U.S. Supreme Court declines to hear Trump’s election challenge in Wisconsin, and the attorney in another case could be sanctioned

MADISON – In the final blows to attempts to overturn Wisconsin’s presidential results, the U.S. Supreme Court has declined to review one case and a judge has ruled an attorney bringing another one could face professional sanctions for making baseless claims.

The twin rulings stamp out the last efforts to reverse President Joe Biden’s win in the Badger State. 

Without comment, the U.S. Supreme Court announced Monday it would not review a 4-3 decision against Trump by the Wisconsin Supreme Court. The majority in that ruling found one of Trump’s challenges to Wisconsin’s results was without merit and his others were brought far too late to be considered by the state justices. 

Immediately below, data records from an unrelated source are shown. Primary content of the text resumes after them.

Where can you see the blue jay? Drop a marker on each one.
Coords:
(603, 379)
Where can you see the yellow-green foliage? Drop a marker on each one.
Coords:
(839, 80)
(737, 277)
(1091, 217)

The Wisconsin Supreme Court decision was one of several it issued in December that upheld Biden’s narrow win over then-President Donald Trump.

Separately, a federal judge in Washington, D.C., on Friday asked a court committee to consider reprimanding the attorney for two Wisconsin lawmakers and others who challenged the results. He determined their lawsuit was meritless and consisted of political grandstanding.

U.S. District Judge James Boasberg wrote that the pair of Wisconsin Republicans and the others had not sought to get their claim resolved quickly, leaving him to “conclude that they wished only to file a sweeping Complaint filled with baseless fraud allegations and tenuous legal claims to undermine a legitimate presidential election.”

He called the lawsuit flimsy and wrote that it appeared grounded in partisan gamesmanship. He sent the matter to the court’s Committee on Grievances, which will determine whether the attorney behind the case, Erick Kaardal of Minneapolis, should be disciplined for bringing it. 

The lawsuit was brought in December by Wisconsin Republican Reps. David Steffen of Howard and Jeffrey Mursau of Crivitz and more than a dozen others. It sought to overturn the results in Wisconsin and other battleground states.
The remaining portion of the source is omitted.